Polygon executives: Stablecoins will enter the "era of hundreds of thousands of issuers," and banks will be forced to restructure their capital models

Polygon's global head of payments and RWA, Aishwary Gupta, believes that global stablecoins are entering a "super cycle," with the number of stablecoin issuers potentially exceeding 100,000 in the next five years.Gupta pointed out that Japan is participating in government bond and policy stimulus pilots through stablecoins like JPYC, proving that stablecoins can become tools of national economic sovereignty rather than undermining central bank power. He stated that stablecoins, like fiat currencies, are influenced by monetary policy and will essentially enhance the global demand for a country's currency, similar to how stablecoins drive the usage of the dollar.Gupta also warned that stablecoin yields are attracting low-interest deposits (CASA) from the banking system to on-chain, weakening banks' ability to create credit and maintain low-cost capital. To respond to this competition, he expects banks to issue "deposit tokens" on a large scale to keep funds on their balance sheets while allowing customers to use their assets on-chain.He believes that as the number of stablecoins rapidly expands, future payment systems will rely on a unified settlement layer, allowing users to pay with any token while merchants receive payments in another token, with the underlying conversion happening seamlessly in the background.

Sam Altman: OpenAI does not seek to be "too big to fail," expects annual revenue to exceed $20 billion, and may reach hundreds of billions by 2030

OpenAI founder Sam Altman rarely published a long article to clarify related messages, stating that OpenAI does not seek or wish for the government to provide guarantees for data centers.

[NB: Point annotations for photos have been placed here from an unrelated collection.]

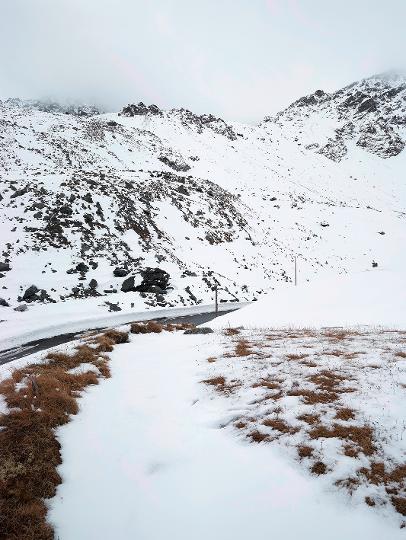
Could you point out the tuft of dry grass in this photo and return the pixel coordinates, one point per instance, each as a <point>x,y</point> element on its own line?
<point>265,383</point>
<point>360,436</point>
<point>257,436</point>
<point>280,425</point>
<point>345,414</point>
<point>41,397</point>
<point>242,348</point>
<point>305,451</point>
<point>222,385</point>
<point>309,418</point>
<point>294,356</point>
<point>318,468</point>
<point>232,331</point>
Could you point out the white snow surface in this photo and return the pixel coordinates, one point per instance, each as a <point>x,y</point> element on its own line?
<point>44,321</point>
<point>371,298</point>
<point>146,458</point>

He believes that the government should not pick winners or use taxpayer money to bail out failing companies. If OpenAI fails, other companies will continue to work. He suggests that the government should build and own AI infrastructure itself, with the profits going to the government, which may provide low-cost capital to establish a national reserve of computing power, but for government interests rather than private companies.OpenAI expects its annual revenue to exceed $20 billion this year, reaching hundreds of billions by 2030, and anticipates about $1.4 trillion in investment commitments over the next eight years. Revenue sources will include categories such as enterprise products, new consumer devices, robotics, AI scientific discoveries, etc.; direct sales of computing power; and possibly issuing equity or debt in the future. OpenAI does not seek to be "too big to fail," and if it fails, it should be handled by the market. In addition, it hopes that artificial intelligence can be widespread and affordable. This technology is expected to have huge market demand and improve people's lives in many ways.